Y es verdad. Mis personajes están agobiados por dictadores fantasma, por corporativos que quieren sustituir todas las palabras del mundo por simples imágenes y un largo etcétera. Todo lo que escribo habla de gente que se enfrenta a fuerzas que no tienen nada de humano. Y así quiero ser también como ciudadana. Por eso ocuparse de algo humano –como la ciclovía- me suena infantil y hasta ridículo.

Ahora bien, no creo que esto sea sólo culpa de mi conspiracionismo y de que leo más ciencia ficción que textos sobre participación ciudadana.  Por un lado, aunque según la ciencia política las distinciones entre la izquierda y la derecha están diluyéndose cada vez más, Alain Noël dice que estos dos polos se corresponden con actitudes muy cotidianas. La izquierda, por ejemplo, se corresponde con personas que piensan que los males siempre son estructurales: un crimen no es tanto culpa del criminal sino de sus padres, de su entorno, de su estatus socioeconómico y, en última instancia, del sistema.

Yo creo que a veces soy de izquierda. Y eso está bien, pensar en lo estructural está bien. Pero también es delegar la responsabilidad a instancias cada vez más grandes y por lo tanto cada vez más alejadas de nosotros: cada vez menos humanas.

Por otro lado, en México la clase política vive en una especie de realidad paralela que nada tiene que ver con el ciudadano. Para mí, como persona de a pie, esos tipos que discuten cosas incomprensibles en el Congreso de la Unión y los alienígenas que viven hundidos en el mar en los cuentos de Lovecraft son casi la misma cosa. Parece ser que volverse político es lo mismo que dejar de ser humano.

Por eso me pareció interesantísimo el documental que vimos en clase –luego de la interrupción- sobre un tal Antanas Mockus y una serie de medidas que aplicó para hacer de Bogotá una ciudad más amigable.

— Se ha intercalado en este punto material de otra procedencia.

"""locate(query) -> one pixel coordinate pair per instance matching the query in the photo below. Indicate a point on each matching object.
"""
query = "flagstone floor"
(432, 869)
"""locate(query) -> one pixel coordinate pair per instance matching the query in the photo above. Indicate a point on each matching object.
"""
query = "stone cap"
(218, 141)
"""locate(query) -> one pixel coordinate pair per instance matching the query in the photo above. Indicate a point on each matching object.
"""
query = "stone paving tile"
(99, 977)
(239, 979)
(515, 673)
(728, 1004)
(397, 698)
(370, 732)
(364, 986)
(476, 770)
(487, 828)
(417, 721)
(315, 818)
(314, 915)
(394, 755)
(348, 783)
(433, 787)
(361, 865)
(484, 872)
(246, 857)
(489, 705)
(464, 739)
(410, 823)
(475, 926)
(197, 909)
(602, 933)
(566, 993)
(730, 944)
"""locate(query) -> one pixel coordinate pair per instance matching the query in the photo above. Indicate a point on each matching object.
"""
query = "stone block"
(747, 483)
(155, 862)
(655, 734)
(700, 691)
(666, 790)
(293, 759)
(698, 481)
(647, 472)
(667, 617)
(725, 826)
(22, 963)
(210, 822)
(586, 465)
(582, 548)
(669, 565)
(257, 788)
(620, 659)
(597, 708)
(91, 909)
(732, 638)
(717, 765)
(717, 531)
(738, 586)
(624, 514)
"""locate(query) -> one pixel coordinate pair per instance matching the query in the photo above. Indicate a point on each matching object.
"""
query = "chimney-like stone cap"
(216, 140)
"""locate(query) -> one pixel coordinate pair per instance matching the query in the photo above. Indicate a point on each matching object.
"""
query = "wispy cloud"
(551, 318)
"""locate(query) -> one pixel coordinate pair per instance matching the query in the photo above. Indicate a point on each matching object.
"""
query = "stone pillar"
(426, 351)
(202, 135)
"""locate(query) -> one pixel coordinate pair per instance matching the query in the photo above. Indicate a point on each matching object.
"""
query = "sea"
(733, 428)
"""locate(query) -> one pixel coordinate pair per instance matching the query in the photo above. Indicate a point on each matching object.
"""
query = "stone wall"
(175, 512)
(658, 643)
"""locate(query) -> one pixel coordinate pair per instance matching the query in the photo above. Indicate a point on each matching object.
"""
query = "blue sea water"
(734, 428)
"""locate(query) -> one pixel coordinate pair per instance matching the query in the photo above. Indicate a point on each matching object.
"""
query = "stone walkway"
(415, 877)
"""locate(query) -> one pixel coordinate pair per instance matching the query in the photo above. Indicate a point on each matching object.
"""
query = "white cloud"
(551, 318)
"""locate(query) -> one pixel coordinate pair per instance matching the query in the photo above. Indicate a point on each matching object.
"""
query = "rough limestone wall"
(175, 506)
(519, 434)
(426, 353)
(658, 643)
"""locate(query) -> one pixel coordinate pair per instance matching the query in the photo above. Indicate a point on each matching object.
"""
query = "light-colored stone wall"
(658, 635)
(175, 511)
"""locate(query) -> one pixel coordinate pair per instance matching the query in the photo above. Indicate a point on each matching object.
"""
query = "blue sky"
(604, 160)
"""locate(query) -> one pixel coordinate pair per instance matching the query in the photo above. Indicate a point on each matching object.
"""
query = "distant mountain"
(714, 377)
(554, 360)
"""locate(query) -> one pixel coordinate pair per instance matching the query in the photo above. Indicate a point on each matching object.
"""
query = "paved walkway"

Las medidas en cuestión parecen más sacadas de un chiste que de cualquier teoría política –incluyeron mimos, zanahorias y vacunas contra la violencia- y quizás algún lector bogotano tendría que decirme qué tanto funcionaron estas cosas, pero lo que yo, desde afuera, encuentro muy interesante es que este sujeto parece haber reconciliado dos términos que son antagónicos en la praxis: lo político y lo humano.

En qué momento los separamos, quién sabe. Quizás cuando el Imperio Romano inventó la burocracia para administrar todas sus provincias. Quizás antes, con las monarquías teocráticas. Quién sabe. La cuestión es que si nosotros inventamos la política, ¿por qué sería normal que la sigamos pensando como una entidad alienígena?

Sigo pensando que una ciclovía no puede resolver gran cosa. Pero preocuparnos por una ciclovía al menos implica bajar a la política de su nave espacial y volver a hacerla de nosotros. Implica hacer que los humanos volvamos a preocuparnos por todo lo que es humano y que, por ende, no puede sernos ajeno.